On Contentment

In our culture, the respected artist is most often the conflicted artist, those that struggle with their message, their emotions, or the demons.  John Lennon was the brilliant artistic force behind The Beatles.  He was the poet, the artist, the one that fought for a new vision of what pop music was.  At least, that is what we think.  Paul McCartney on the other hand is the one that kept The Beatles commercial with his great ear for melody and his sappy lyrics.  So what is wrong with art celebrating happiness, love and positive emotions?  Or like Paul said “Some people wanna fill the world with silly love songs.  And what’s wrong with that?”

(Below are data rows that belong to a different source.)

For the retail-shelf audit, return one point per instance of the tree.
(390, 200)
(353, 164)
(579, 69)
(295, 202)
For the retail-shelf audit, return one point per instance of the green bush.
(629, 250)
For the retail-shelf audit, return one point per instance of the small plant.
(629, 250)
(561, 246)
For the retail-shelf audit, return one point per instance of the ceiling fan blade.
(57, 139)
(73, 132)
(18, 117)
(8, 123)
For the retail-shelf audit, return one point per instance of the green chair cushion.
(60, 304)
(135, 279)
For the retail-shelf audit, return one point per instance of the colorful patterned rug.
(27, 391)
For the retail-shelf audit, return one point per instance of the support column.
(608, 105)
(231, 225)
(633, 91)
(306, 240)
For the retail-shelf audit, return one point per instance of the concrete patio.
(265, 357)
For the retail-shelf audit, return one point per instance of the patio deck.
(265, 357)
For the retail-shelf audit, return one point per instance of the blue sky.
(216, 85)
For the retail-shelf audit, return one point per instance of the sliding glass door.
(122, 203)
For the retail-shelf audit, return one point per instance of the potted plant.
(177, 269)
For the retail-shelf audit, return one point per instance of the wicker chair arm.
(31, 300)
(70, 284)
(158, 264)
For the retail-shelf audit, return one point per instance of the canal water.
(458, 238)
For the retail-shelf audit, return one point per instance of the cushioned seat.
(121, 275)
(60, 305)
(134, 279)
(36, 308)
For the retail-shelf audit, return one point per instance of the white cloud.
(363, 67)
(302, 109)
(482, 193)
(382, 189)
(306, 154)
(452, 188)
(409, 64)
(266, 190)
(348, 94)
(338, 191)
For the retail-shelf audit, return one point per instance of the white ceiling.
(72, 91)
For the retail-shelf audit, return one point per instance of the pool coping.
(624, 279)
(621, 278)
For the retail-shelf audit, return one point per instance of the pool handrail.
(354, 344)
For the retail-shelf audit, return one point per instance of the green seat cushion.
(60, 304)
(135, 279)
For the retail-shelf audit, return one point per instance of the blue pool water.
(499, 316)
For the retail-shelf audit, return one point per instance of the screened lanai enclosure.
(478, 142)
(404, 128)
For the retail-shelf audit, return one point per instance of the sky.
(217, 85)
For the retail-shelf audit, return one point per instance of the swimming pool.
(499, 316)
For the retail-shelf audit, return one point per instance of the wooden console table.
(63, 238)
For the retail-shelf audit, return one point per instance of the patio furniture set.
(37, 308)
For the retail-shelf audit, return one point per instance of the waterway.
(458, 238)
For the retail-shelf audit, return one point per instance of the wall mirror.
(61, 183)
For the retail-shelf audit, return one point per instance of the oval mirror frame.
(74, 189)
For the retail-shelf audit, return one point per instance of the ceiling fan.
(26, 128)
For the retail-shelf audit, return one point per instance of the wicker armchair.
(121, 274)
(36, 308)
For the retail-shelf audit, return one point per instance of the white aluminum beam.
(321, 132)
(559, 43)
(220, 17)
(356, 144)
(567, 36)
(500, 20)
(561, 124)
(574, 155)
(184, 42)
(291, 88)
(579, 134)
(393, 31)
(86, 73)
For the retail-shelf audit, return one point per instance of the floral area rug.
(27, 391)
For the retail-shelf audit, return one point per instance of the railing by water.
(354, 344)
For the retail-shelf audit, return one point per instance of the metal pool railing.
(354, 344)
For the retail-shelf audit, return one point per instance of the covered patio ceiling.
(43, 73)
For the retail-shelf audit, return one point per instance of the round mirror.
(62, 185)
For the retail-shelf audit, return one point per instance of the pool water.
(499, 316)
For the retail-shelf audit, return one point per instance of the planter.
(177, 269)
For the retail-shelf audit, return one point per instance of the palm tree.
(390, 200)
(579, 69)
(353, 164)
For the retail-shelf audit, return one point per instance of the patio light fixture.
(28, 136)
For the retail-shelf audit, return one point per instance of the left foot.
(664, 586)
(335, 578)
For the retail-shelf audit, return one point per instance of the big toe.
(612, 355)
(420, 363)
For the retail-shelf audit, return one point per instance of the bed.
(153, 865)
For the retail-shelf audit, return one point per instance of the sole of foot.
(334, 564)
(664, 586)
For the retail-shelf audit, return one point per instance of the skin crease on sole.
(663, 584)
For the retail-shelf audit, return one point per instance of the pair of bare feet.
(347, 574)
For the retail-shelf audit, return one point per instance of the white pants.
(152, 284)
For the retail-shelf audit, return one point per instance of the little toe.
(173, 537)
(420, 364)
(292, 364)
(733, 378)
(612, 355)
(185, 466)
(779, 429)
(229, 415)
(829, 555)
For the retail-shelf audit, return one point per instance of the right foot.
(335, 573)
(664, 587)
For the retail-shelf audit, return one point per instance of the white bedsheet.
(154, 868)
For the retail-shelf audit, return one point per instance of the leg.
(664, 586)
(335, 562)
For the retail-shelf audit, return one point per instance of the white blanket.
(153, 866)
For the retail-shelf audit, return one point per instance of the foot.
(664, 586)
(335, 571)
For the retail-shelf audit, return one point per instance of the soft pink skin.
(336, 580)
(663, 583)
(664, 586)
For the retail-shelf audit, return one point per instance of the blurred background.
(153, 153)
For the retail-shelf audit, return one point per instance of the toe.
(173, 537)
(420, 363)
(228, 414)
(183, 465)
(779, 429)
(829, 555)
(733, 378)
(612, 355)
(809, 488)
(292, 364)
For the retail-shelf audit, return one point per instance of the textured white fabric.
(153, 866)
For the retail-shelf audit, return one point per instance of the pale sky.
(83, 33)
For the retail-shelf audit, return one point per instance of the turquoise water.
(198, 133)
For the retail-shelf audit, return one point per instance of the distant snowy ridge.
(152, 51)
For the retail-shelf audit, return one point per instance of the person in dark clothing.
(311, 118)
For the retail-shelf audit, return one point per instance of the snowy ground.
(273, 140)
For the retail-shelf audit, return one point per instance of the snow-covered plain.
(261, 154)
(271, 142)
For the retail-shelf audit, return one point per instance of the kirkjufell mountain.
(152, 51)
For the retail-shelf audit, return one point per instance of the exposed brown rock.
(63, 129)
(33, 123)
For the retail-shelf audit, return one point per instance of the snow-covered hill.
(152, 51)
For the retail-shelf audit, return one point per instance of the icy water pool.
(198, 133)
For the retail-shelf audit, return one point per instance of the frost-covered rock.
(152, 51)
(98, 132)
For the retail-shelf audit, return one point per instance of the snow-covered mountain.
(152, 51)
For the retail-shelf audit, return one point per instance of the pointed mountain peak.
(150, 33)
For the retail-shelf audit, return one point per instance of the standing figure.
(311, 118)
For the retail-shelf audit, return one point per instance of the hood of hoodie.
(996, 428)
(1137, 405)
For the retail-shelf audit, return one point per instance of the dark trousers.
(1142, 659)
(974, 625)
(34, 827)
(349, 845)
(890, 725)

A few years ago I had a period of absolute emotional breakdown, the proverbial middle-age crisis.  During that crisis, I found the voice that I had forgotten about.  I wrote a novel and a half, hundreds of poems, many short-stories, all in a frenzy to just get everything out of my head.  Often what I wrote was absolute trash, melodramatic, senseless dribble that found it’s way to the trash almost as soon as it hit the page.  Writing was neither cathartic nor senseless.

A few years later I find myself in a different and much better place.  I sit with my laptop ready to write and I only want to write about good things.  I delete them because there is no edge to them.  Who wants to hear about love?  Who wants me to fill a page with silly love poems?